My right side is my slow side, so it can be a challenge to use it sometimes, the other option being, use my left hand. Experiment with it for just one day. Use your non-dominant side and it may give you a slight idea what it’s like. Tasks that are second nature to most people can be burdensome when living with Parkinson’s. Taking a shower, blow-drying and curling your hair, brushing your teeth, getting dressed, buttoning your buttons, putting in contacts lenses (which I don’t even do now), and putting on make-up.

These everyday things take a lot of effort which ends up leaving me tired and exhausted. Remember all the times you’ve had to rush to get ready for something? With Parkinson’s, rushing is never an option. Rushing generally slows me down even more. Then there’s the drive to work, and the tasks we all do after work – typing, writing and even thinking. The thought process is sometimes lacking.

Trying to converse with others sometimes is difficult. Sometimes the words just don’t come fast enough or they can’t hear you because your voice is too soft. In the evenings when it’s time to fix dinner, it’s hard to stir things, it’s hard to take things out of the oven. It’s hard to cut food with a knife.

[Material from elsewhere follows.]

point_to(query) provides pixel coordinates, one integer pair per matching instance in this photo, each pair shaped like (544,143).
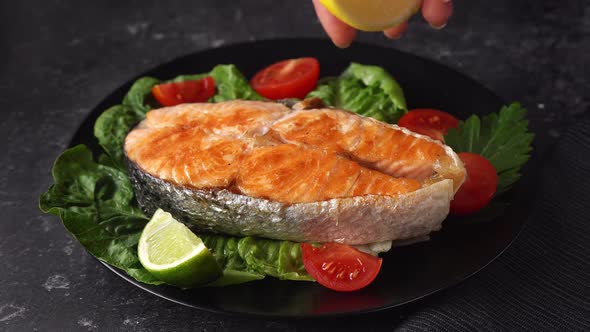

It’s now been eight years since I was diagnosed and Parkinson’s has not progressed as fast as my doctor predicted. Three years ago I was diagnosed with stage 1 breast cancer and had a double mastectomy. Most people would have a hard time with what I went through. But, it wasn’t so bad because breast cancer usually goes away, Parkinson’s doesn’t.

Even though there are millions of people diagnosed with Parkinson’s, sometimes you feel all alone. Rock Steady has truly been a blessing. I have met some of the most wonderful people, both fellow boxers and staff. I can go to the gym and not feel so alone. I know everyone else there have had the same challenges I have and they can relate to my situation. If I don’t go for a week or two, I can feel a difference.

What do I know for sure? Rock Steady Boxing has contributed to slowing the progression of my Parkinson’s symptoms and has taught me invaluable skills – physical and emotional – to fight back.